Before his death several dozen twelve-days ago, my predecessor, Learned Searcher Hallaben, did new work--I emphasize,
new
work--in the field of geriatrics that established beyond any doubt--not just reasonable doubt,
but any doubt at all
--that significant extension of life span was possible using treatments that were safe and inexpensive, and that the treatments would be beneficial even for older Metrannans, even those who had reached three-quarters of their expected life span--though not as dramatically effective as if the treatments were provided at a younger age."

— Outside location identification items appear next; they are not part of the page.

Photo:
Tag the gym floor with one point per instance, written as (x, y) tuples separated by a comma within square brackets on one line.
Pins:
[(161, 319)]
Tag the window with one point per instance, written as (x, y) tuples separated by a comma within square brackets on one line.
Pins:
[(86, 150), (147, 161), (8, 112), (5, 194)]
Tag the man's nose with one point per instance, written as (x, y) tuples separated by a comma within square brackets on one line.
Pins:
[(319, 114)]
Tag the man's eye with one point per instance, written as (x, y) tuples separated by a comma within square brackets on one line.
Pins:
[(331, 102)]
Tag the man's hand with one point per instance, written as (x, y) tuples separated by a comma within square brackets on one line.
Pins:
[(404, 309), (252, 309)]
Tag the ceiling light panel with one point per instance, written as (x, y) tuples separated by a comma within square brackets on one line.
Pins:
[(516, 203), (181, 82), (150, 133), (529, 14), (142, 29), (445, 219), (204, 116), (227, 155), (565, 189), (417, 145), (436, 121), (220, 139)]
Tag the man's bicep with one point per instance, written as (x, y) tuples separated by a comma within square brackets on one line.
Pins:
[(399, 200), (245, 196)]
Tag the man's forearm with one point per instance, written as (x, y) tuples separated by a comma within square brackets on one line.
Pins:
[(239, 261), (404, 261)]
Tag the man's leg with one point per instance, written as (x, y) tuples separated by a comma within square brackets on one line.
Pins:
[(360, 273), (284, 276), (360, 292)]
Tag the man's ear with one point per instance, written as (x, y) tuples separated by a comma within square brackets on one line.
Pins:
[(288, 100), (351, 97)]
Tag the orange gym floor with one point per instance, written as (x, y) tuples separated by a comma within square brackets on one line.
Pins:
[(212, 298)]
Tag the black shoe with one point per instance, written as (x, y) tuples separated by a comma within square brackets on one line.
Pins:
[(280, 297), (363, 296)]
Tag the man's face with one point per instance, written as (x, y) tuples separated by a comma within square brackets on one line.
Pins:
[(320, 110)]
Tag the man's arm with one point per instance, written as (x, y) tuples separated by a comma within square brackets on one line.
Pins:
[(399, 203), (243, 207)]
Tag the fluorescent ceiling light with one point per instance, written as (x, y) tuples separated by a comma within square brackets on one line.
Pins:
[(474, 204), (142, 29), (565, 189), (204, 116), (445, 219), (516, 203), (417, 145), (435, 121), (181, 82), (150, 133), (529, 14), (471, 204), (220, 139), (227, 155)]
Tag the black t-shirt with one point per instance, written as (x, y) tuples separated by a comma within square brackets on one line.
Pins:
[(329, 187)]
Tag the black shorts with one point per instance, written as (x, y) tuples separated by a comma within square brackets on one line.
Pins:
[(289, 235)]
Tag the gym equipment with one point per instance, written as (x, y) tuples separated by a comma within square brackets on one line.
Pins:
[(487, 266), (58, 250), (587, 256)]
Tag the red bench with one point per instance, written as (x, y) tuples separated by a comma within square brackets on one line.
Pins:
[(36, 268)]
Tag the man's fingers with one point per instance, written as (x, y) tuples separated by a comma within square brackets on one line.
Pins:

"That cannot be!" Yalananav protested.

"It can be, and is true," Taranarak said. "And, I might add, since our basic technology reached its current state of maturity thousands of twelve-years ago, there was nothing preventing this discovery other than our own belief that it could not be done." Even as she spoke, she wondered if that was strictly true. It was hard, even for her, to accept the idea that even Hallaben had needed outside help in order to find the way forward. "And there is more," she went on. "Early versions of the treatment might be more complex, but it seemed likely that, in final form, in order to receive the full benefit, an individual would require only a once-only dosage that could be eaten, drunk, or even inhaled. Repeated doses would have no additional effect."